The views expressed in this speech are those of the speaker and not the view of the BIS.
Thank you for the opportunity to speak to you.
Today, I would like to discuss a vital tool for supervising the safety and soundness of the largest banks and preserving the stability of our financial system. I was there, at the Treasury Department in 2009, when stress testing was first used in the United States in the heat of battle, an ad hoc measure to reverse a loss of confidence in U.S. banks that was a major force then driving the Great Recession. By examining how the balance sheets of banks would be affected by a worsening of financial and economic conditions, this process was intended to reveal weaknesses that could threaten the solvency of banks and prevent them from playing their central role in the economy.

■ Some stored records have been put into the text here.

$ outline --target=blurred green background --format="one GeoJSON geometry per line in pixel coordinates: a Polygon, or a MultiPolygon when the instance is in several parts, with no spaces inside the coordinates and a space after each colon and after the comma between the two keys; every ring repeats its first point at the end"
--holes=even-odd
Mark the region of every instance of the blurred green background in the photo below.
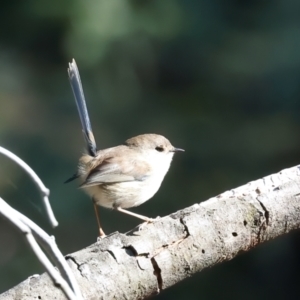
{"type": "MultiPolygon", "coordinates": [[[[94,243],[89,198],[76,183],[83,150],[67,77],[75,58],[98,148],[159,133],[186,149],[160,191],[133,209],[164,216],[300,160],[298,0],[1,1],[0,144],[51,190],[39,193],[0,157],[0,196],[64,254],[94,243]]],[[[101,209],[105,231],[139,224],[101,209]]],[[[205,270],[157,299],[299,299],[299,232],[205,270]]],[[[0,292],[41,273],[22,236],[0,220],[0,292]]]]}

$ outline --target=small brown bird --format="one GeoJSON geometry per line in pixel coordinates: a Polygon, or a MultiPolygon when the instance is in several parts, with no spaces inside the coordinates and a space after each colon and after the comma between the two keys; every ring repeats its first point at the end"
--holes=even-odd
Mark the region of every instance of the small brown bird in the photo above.
{"type": "Polygon", "coordinates": [[[184,151],[158,134],[142,134],[123,145],[97,151],[86,108],[84,93],[75,60],[68,68],[71,87],[79,112],[87,154],[78,163],[78,171],[66,182],[79,178],[80,187],[92,197],[99,226],[104,237],[97,205],[150,222],[152,219],[125,210],[153,197],[169,170],[175,152],[184,151]]]}

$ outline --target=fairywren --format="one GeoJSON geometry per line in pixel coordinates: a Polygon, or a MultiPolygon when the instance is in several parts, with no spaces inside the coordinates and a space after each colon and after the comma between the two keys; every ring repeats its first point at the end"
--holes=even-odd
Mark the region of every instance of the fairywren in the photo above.
{"type": "Polygon", "coordinates": [[[150,222],[145,216],[126,210],[153,197],[169,170],[175,148],[158,134],[142,134],[130,138],[123,145],[97,151],[96,142],[86,108],[85,97],[75,60],[68,68],[71,87],[79,112],[86,142],[86,154],[79,159],[78,170],[66,182],[78,178],[80,188],[93,200],[100,237],[104,237],[97,205],[150,222]]]}

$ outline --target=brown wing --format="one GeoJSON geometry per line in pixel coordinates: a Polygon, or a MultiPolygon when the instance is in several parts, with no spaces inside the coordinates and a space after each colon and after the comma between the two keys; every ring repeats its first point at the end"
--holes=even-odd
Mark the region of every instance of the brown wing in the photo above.
{"type": "Polygon", "coordinates": [[[149,164],[143,160],[130,159],[124,156],[107,157],[94,167],[81,187],[101,183],[116,183],[126,181],[143,181],[150,175],[149,164]]]}

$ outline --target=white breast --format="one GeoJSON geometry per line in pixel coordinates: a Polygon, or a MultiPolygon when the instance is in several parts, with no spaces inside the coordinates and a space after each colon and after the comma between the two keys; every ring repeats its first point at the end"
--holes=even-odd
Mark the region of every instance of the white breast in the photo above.
{"type": "Polygon", "coordinates": [[[143,181],[99,184],[85,187],[84,190],[100,206],[107,208],[138,206],[152,198],[158,191],[173,157],[172,153],[161,156],[154,153],[154,155],[150,154],[148,157],[152,171],[143,181]]]}

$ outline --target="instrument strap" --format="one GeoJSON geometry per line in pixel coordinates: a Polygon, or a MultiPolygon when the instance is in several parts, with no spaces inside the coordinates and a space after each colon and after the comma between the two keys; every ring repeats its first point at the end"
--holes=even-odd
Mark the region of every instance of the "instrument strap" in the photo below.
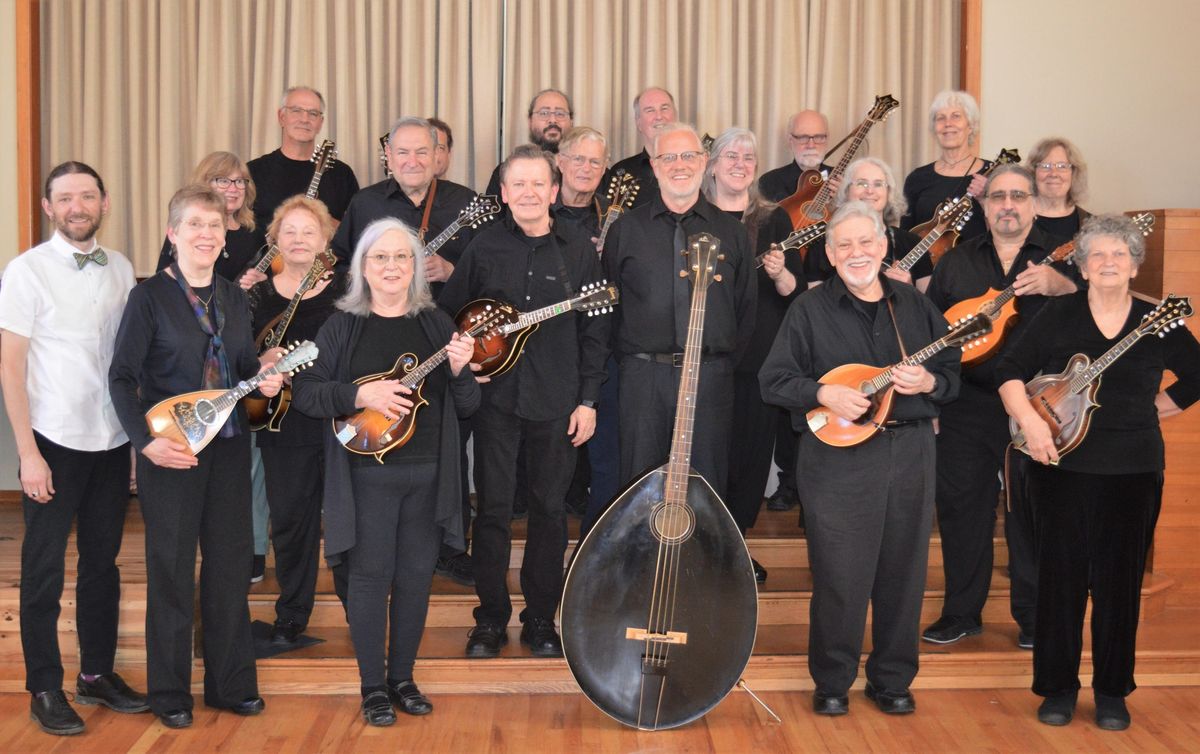
{"type": "Polygon", "coordinates": [[[558,277],[562,280],[563,290],[567,292],[567,298],[575,298],[575,290],[571,288],[571,279],[567,275],[567,261],[563,257],[562,249],[558,246],[554,228],[550,228],[550,245],[554,247],[554,261],[558,263],[558,277]]]}
{"type": "Polygon", "coordinates": [[[425,194],[425,213],[421,215],[421,227],[417,230],[417,238],[425,243],[425,231],[429,230],[429,214],[433,212],[433,197],[437,196],[437,178],[429,182],[429,193],[425,194]]]}
{"type": "Polygon", "coordinates": [[[828,160],[828,159],[829,159],[829,156],[830,156],[830,155],[832,155],[834,152],[838,151],[838,148],[840,148],[840,147],[841,147],[843,144],[845,144],[846,142],[850,141],[850,137],[851,137],[851,136],[853,136],[853,135],[855,134],[855,132],[857,132],[857,131],[858,131],[858,129],[857,129],[857,128],[855,128],[853,131],[851,131],[850,133],[846,134],[846,135],[845,135],[845,136],[842,138],[842,140],[841,140],[841,141],[839,141],[837,144],[834,144],[832,147],[830,147],[830,148],[829,148],[829,151],[825,153],[825,156],[821,158],[821,162],[825,162],[826,160],[828,160]]]}
{"type": "Polygon", "coordinates": [[[883,300],[887,303],[888,314],[892,317],[892,329],[896,331],[896,342],[900,344],[901,358],[908,358],[908,351],[904,350],[904,339],[900,337],[900,323],[896,321],[896,310],[892,307],[891,296],[884,296],[883,300]]]}

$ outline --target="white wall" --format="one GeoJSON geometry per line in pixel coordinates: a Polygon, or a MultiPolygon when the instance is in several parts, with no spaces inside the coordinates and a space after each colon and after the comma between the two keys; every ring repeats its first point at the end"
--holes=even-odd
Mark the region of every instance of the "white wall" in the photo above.
{"type": "MultiPolygon", "coordinates": [[[[0,269],[20,251],[17,248],[17,100],[16,0],[0,0],[0,269]]],[[[0,403],[0,490],[16,490],[17,449],[13,444],[8,414],[0,403]]]]}
{"type": "Polygon", "coordinates": [[[1200,207],[1200,2],[984,0],[982,154],[1065,136],[1095,211],[1200,207]]]}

Stress testing ultimately succeeded in helping to restore confidence during the crisis, and in the aftermath this battle-tested tool became a formal and integral part of the effort to repair the ensuing damage and strengthen the banking system. Stress testing has continued to evolve in the years since then to maintain that strength and help limit the chances of another devastating financial crisis. Stress testing changed as its purpose changed from wartime to peacetime-from mitigating the crisis to preserving safety, soundness, and stability. It has changed as banks and regulators learned more about how stress testing works in practice and as part of an otherwise evolving supervisory and regulatory framework for banks that must necessarily adjust as finance itself evolves.